Newt nodded. He didn't mind allistic people being the default "normal" because normal was boring and who wanted to be boring? "But tell me, if you aren't autistic, what are you?"

"What?" Hermann asked. "What do you mean?"

"I always thought you were somewhere on the spectrum," Newt said. "Odd body language, obsession with numbers … I could go on."

"My 'odd body language' is caused by my physical disability," Hermann said. "Plenty of smart, dedicated people are not autistic."

"No, I know that," Newt said. "You just always felt like you were, to me."

"I assure you, I am completely normal," Hermann said.

"I doubt that," Newt said. "I may not be normal, but I know it when I see it, and you aren't it."

"A normal geek."

"Possible, but unlikely," Newt said. "I know a lot of geeks, and even the neurotypical ones weren’t normal. Ever been evaluated?"

"No," Hermann said, as if that proved anything.

"So you could be, you just don't know it," Newt said, satisfied. Denial wasn't just a river in Egypt. He didn't say that, because he did have some tact.

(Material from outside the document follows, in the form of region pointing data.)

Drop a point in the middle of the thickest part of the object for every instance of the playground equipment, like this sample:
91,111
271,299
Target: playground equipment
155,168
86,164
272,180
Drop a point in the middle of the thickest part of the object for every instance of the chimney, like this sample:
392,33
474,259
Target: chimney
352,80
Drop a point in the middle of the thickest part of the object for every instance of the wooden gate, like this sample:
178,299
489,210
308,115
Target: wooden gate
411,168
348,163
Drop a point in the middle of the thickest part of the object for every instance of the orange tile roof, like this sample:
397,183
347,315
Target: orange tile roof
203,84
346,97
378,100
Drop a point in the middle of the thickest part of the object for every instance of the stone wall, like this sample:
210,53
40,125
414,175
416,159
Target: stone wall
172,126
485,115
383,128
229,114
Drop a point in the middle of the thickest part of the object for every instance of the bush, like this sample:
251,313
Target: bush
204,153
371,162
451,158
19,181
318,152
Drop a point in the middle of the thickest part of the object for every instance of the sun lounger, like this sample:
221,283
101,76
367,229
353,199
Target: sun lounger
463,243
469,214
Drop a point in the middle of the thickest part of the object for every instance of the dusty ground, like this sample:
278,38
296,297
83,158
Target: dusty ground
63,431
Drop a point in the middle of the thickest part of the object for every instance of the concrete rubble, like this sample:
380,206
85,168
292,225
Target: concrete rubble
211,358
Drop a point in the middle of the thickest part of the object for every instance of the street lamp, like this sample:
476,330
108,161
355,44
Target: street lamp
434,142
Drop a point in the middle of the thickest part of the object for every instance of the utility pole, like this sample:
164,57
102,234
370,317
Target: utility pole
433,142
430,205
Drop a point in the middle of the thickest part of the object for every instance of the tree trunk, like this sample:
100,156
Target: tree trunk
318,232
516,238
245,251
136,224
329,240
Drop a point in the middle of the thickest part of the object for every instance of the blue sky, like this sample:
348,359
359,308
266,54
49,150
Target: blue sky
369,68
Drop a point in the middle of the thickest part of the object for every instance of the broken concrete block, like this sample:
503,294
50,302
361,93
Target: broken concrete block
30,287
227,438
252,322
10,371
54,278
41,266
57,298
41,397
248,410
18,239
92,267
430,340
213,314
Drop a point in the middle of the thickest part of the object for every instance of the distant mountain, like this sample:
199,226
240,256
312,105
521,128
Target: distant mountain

"You are reaching," Hermann said. "Are you that desperate for me to be like you?"

"No, just pointing out the obvious." Newt smiled. "Oh, and like I said: I'm not a kaiju groupie. I just like 'em. They're my special interest."

Hermann sighed. "The fact that you are obsessed with them because of your autism does not make you any less a groupie. Just as the fact that you do not always pick up on social cues makes you any less of an arse when you know something bothers me and you still do it. Don't think you'll be able to use your neurotype as an excuse for being an arse."

"Wouldn't dream of it," Newt said. "We've gotten along this well so far, and we've gotten kind of a rhythm going. I don't think anything really needs to change, do you?"

Hermann rolled his eyes. "There are many things that I would like to change, starting with you taking more care not to get entrails on my side of the room. And your appalling habit of not cleaning up entrails that fall on your side until they start to reek. And the fact that you do not grant me the respect of my title when referring to me in conversation with others. And …"

Newt mouthed along with the familiar litany, turning back to his DNA analyses. Hermann's complaints were sort of a soothing background rhythm to his work, they were so familiar. Just right to help him get back in the groove. And it wasn't like Hermann was totally wrong, after all, Newt did need prodding and help to get him to clean and take the occasional break, and Hermann's squawking was perfect. All in all, Hermann was a pretty good lab partner.